Solar, wind, hydropower has not only caught the attention of private or non-governmental organizations but that of the States too. It’s no secret that the world is slowly drifting apart from using non-renewable sources of energy. The reason is apparent; as humans become more aware of the damages these products have on the environment, one of the smartest choices is to find alternatives and over 100 energy companies know that this is the way forward.

It’s no news how many countries, private and public institutions, as well as organizations have jumped on research and production in this area. However, more than any other country, here are the five countries making the biggest shifts into renewable energy.

USA:

The demand for energy in the United States may not be able to depend on renewable energy now mostly, but that hasn’t stopped their efforts to slowly yet surely make an un-ignorable impact. They kept improving year after year and ranked number one according to British Business Energy.

In 2014, the government invested a whopping $14 million in the renewable energy sector, which caused a 30% increase in output. With binding government policies in place, what may have seemed impossible ten years ago is gradually taking shape, especially in the residential sector, which is the fastest-growing market segment.

Brazil:

Using more renewable sources of energy isn’t new to Brazil, the country has been doing so for years with its hydro-powered plants. They are one of the countries that stands as the perfect example for others looking for smart renewable energy ideas even with a dense population.

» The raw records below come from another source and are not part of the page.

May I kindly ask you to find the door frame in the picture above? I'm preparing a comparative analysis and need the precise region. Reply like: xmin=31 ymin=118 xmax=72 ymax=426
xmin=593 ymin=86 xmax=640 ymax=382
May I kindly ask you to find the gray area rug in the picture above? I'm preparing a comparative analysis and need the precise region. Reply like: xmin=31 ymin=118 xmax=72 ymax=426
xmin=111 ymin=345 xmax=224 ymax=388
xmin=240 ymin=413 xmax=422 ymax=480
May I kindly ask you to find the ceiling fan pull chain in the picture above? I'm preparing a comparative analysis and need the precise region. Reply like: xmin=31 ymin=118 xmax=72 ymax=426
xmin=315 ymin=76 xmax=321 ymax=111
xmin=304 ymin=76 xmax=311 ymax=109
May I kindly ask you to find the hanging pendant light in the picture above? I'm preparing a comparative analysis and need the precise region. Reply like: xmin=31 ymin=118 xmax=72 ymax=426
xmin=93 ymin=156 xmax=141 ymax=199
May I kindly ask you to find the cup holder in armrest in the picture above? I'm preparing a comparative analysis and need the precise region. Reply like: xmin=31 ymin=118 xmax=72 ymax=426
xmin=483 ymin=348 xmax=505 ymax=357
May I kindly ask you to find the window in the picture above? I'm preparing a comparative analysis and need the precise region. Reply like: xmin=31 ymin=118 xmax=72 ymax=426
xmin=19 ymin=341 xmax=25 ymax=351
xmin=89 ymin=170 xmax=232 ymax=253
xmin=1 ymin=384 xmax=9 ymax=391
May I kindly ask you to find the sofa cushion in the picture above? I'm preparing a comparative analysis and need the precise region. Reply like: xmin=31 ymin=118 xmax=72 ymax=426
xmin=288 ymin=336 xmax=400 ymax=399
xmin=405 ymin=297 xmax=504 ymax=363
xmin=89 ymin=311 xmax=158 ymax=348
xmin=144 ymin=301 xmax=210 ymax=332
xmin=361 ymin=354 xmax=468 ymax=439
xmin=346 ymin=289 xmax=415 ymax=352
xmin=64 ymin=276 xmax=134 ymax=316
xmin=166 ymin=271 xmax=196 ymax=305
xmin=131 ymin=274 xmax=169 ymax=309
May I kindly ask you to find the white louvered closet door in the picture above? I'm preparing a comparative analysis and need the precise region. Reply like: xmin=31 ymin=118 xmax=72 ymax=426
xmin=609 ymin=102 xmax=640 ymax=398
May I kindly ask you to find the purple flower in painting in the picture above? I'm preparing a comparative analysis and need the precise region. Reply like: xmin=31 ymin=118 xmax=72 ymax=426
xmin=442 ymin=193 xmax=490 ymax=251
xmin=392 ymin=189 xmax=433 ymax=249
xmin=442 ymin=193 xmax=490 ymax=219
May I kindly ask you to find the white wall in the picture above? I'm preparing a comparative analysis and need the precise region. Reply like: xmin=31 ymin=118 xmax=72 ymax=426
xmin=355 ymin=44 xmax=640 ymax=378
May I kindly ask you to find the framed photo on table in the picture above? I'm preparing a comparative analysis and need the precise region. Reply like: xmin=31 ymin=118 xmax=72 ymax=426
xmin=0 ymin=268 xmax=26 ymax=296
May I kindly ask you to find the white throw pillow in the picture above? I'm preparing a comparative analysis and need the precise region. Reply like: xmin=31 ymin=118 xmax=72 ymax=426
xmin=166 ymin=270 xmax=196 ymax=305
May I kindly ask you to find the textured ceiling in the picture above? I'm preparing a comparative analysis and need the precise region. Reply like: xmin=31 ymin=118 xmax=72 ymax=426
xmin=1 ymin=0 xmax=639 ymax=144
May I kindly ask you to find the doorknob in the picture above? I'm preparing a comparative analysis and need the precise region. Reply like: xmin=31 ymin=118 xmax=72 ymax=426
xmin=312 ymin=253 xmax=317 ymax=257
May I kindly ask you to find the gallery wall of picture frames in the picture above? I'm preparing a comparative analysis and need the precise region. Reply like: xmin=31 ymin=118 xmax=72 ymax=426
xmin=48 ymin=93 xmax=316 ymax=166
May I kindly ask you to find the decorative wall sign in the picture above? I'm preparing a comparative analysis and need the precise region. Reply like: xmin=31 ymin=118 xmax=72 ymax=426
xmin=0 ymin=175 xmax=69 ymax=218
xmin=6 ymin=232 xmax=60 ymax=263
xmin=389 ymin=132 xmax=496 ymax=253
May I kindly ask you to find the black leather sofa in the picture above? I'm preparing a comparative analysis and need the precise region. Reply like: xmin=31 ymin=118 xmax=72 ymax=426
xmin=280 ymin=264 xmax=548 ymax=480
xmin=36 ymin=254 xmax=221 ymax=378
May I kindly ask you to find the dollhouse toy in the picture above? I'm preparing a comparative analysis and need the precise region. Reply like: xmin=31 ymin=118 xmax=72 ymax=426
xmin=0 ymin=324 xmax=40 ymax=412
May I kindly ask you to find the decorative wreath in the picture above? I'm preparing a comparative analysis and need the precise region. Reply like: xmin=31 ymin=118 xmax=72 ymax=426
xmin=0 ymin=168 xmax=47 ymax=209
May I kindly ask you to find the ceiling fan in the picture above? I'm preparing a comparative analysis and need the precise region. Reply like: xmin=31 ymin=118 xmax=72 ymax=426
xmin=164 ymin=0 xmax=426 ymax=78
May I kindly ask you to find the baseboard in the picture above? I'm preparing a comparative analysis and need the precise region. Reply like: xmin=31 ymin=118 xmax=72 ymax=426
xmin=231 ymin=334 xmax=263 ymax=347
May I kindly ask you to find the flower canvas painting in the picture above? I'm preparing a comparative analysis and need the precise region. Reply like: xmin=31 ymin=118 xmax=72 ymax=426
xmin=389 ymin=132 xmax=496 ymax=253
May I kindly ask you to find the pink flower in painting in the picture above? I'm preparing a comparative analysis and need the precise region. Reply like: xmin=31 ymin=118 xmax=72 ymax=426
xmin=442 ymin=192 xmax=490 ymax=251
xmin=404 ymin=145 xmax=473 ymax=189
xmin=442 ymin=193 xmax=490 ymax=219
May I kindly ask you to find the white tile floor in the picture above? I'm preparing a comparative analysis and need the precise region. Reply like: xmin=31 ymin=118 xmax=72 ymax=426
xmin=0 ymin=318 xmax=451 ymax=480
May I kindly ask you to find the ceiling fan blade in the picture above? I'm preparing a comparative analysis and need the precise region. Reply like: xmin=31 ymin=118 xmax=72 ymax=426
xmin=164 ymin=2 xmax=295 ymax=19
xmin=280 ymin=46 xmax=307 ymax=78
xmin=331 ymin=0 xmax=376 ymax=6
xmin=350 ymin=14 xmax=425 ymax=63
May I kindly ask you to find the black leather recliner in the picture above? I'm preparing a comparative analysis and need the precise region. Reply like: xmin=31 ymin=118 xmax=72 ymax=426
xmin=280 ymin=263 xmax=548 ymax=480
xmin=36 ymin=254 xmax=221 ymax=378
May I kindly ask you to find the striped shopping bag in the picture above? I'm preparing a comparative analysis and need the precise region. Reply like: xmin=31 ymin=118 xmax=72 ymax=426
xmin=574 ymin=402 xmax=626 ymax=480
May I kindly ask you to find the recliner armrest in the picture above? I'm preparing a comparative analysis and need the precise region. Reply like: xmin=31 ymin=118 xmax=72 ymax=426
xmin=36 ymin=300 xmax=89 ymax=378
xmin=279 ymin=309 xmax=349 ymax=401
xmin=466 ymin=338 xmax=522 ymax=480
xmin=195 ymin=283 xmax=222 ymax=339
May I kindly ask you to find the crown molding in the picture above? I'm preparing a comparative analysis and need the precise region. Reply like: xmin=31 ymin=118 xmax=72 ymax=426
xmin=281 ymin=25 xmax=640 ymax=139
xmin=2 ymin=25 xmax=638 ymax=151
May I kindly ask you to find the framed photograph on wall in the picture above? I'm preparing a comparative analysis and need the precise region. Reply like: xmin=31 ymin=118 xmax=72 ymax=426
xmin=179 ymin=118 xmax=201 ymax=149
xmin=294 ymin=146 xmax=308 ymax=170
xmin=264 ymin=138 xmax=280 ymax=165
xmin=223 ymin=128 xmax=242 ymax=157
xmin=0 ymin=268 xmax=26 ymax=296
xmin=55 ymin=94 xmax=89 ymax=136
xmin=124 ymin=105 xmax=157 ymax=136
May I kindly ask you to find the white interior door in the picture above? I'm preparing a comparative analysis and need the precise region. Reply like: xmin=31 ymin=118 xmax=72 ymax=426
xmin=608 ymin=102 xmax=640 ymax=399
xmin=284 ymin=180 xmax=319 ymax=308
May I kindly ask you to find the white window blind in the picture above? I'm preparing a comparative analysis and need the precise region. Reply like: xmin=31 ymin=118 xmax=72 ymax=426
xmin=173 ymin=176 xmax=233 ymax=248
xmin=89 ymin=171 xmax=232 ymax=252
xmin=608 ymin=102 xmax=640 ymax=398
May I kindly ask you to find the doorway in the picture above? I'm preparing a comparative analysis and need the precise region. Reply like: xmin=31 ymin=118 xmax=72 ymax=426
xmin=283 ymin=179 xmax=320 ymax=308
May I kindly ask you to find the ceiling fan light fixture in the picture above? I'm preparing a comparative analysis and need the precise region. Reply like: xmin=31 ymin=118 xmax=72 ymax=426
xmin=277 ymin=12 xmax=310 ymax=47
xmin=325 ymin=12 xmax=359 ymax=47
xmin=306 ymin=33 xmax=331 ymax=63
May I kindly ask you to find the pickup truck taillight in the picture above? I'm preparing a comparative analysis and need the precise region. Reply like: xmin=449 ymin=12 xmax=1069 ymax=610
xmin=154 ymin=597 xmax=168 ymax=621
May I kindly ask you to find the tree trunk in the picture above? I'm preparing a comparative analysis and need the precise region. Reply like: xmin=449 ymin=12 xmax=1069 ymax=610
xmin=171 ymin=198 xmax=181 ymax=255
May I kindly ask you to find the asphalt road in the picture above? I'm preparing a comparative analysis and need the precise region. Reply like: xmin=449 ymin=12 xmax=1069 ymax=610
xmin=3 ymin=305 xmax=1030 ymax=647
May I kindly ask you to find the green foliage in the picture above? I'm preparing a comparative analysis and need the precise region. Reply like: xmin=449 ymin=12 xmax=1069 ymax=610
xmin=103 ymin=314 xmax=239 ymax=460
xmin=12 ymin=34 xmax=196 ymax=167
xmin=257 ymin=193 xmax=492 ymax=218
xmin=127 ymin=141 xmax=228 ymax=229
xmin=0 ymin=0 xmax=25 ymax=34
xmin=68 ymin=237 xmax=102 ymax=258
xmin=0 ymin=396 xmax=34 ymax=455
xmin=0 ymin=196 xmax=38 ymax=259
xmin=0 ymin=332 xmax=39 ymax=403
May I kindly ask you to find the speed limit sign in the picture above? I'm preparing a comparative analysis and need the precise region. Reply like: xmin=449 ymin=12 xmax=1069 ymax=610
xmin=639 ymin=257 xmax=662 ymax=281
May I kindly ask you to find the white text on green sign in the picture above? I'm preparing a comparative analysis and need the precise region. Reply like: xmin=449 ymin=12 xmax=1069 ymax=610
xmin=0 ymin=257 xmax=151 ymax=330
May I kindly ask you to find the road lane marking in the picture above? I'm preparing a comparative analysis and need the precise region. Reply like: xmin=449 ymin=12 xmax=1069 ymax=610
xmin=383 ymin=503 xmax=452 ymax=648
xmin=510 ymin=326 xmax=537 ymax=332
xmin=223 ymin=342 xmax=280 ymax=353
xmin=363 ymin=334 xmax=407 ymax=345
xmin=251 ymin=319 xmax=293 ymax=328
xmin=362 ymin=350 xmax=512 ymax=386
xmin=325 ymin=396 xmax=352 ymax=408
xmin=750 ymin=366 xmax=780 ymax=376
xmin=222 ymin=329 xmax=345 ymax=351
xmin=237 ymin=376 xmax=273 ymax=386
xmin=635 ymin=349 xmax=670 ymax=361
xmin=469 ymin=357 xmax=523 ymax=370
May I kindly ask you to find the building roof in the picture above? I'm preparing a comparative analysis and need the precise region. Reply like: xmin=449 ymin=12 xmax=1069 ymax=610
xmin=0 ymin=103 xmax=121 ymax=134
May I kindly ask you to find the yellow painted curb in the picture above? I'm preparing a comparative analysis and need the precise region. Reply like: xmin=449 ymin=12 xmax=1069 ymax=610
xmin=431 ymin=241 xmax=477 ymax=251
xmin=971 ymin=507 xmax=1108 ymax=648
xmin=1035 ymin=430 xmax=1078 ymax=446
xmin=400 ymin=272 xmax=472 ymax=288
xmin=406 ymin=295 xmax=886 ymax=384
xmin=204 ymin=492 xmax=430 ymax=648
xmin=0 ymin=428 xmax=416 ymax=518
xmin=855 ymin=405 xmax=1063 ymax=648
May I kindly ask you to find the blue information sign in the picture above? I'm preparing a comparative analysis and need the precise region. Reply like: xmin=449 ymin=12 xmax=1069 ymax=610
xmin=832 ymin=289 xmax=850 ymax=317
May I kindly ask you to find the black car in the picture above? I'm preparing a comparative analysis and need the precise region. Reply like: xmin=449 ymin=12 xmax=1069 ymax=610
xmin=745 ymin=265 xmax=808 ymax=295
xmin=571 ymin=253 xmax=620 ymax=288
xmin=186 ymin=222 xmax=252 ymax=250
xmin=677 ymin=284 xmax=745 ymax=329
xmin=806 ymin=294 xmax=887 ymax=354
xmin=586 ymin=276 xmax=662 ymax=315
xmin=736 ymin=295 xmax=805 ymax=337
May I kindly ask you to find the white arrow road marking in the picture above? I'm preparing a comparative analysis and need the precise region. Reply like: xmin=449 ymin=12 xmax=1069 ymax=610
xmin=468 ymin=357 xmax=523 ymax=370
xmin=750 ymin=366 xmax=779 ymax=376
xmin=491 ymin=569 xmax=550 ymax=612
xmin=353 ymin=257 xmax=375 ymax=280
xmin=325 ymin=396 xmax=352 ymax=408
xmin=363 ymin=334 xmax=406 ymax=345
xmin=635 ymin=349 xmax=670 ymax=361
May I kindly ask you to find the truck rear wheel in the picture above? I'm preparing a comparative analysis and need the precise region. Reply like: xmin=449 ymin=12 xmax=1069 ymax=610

Adding something new to the mix, Brazilian scientists and researchers found out how natural food sources like sugarcane could produce electricity. Brazil scores 6.5 out of ten according to British Business Energy; in 2016, 43.5% of Brazilian power consumption was sourced from renewable energy.

India:

India is undoubtedly one of the most populous countries in the world, but that has not stopped them from pursuing their goals to reduce less environmentally friendly energy products, replacing them with more renewable sources. Their installed capacity for renewable energy products was about 86.3 GW out of 369 GW energy sources by the end of January 2020. The country makes use of wind power, solar power, and bio-power to gradually but surely change how India consumes and spends on energy. With quite optimistic and ambitious goals for the next decade, India doesn’t just plan to join the global energy transitioning scheme but to be one of its pioneers.

Hungary:

The European Union has focused on renewable energy for years now, with a benchmark for most of the member states to reach by 2020. It’s only expected that most of these states would willingly join the bandwagon to reduce their carbon footprint as a Nation and embrace more sustainable and renewable sources of energy. Hungary has focused on ensuring most of their energy consumption comes from either solar or nuclear power.

Argentina:

In Latin America, the ‘energy climate’ is changing as well, from 2016, Argentina focused on reaching its goals of depending on more renewable sources of energy. With increased foreign and direct investments from 2015, Argentina developed its renewable energy sectors, using more GW of clean energy to power, and is home to the world’s largest wind turbine.